Die Beschlagnahme stützt sich hauptsächlich darauf, daß in dem Buch Stellen enthalten sein sollen, aus denen sich ergibt, »daß sie der Aufforderung zum Bürgerkrieg und zu gewaltsamer Änderung der Verfassung zu dienen bestimmt sind, wobei der Zeitraum als nahe bevorstehend hingestellt wird«. Bei der Prüfung der beanstandeten Partien finden wir unter anderm einen Dialog zweier gefangener Arbeiter. Und da sieht die gewaltsame Änderung der Verfassung also aus:

Wieland: Jetzt schmachten wir im Silo als gefangene Sklaven, aber einmal wird das Leunawerk unser sein.

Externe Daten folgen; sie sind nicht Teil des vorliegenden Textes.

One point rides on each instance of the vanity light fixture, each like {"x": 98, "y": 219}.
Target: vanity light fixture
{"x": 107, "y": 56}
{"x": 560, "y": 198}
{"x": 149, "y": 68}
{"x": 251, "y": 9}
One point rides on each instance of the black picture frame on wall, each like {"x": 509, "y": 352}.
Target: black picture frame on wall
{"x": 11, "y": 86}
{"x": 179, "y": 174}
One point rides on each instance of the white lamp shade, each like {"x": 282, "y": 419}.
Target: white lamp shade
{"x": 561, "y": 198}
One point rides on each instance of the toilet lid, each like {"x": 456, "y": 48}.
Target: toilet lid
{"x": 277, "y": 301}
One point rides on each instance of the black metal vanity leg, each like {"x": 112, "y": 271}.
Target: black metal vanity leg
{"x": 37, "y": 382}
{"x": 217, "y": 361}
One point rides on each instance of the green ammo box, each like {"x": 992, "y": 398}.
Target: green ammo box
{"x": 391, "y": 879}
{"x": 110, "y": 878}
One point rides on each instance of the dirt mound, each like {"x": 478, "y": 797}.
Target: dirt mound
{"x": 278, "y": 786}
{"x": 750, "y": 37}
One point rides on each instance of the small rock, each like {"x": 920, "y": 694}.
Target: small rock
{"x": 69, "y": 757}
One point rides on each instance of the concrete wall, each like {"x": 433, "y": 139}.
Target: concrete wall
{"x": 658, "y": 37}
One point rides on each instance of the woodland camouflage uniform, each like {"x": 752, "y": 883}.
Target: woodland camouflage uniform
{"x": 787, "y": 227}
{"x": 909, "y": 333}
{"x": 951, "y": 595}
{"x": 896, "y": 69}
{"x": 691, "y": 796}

Die Andern: Das Leuna wird unser sein.

Ist die Hoffnung auf einen spätern Besitzwechsel, ohne daß etwas über die Mittel gesagt wird, schon Hochverrat? Doch diesen für den Herrn Prokurator höchst aufrührerischen Worten geht folgendes voraus:

Wieland: Wir werden noch einmal alle aufstehn und zusammentreten, Gewehr in der Faust.

Alter Arbeiter: Ja, ihr werdet noch einmal alle aufstehn und zusammentreten, Gewehr in der Faust. Aber das wird nicht heute sein und nicht morgen.

Benno: Man kann nicht warten, bis das Leben vergeht.

Alter Arbeiter: Nicht warten, arbeiten, arbeiten Tag für Tag und Jahr für Jahr unter den Proleten, bis die vielen aufwachen, wie wir aufgewacht sind.

Wieland: Ich hab solch ein Feuer in der Brust, das zerfrißt mich.

Alter Arbeiter: Sollst das Feuer behalten, sonst taugt die Arbeit nichts. Aber das Feuer allein taugt auch nichts. Sollst das Feuer ausbreiten, bis alle Proleten ein Feuer in der Brust haben wie du. Dann werdet ihr eine Mauer sein, dann werden sich die dort die Köpfe einrennen und werden ihnen keine Maschinengewehre mehr nützen und keine Geschütze.

Wo dröhnt hier der Marschschritt der Revolution? Hat der Reichsanwalt von seiner Beschäftigung mit linksradikaler Literatur die Nase so voll von Petroleum, daß er diesen Geruch nirgends los wird? Oh, Herr Reichsanwalt, hunderte von Büchern könnten wir Ihnen aufzählen, die nicht nach Petroleum duften, dem klassischen Brennstoff der Revolution, sondern nach Gas, nach dem Giftgas des nächsten Krieges, und Sie behelligen diese Bücher nicht, denn die sind von einwandfreien Patrioten, die ein bißchen Krieg brauchen, um ihre frigidgewordene Muse aufzupulvern. Nein, wer nur ein wenig Sinn für Rhythmus hat, wird in den oben zitierten Worten nicht Rebellion hören, sondern Elegie. Besiegte kauern da zusammen und reden wie alle Besiegten von der Hoffnung, von der Stunde, die schließlich doch den Triumph bringt. Doch der Herr Reichsanwalt ist unerbittlich: er konfisziert sogar die Tränen.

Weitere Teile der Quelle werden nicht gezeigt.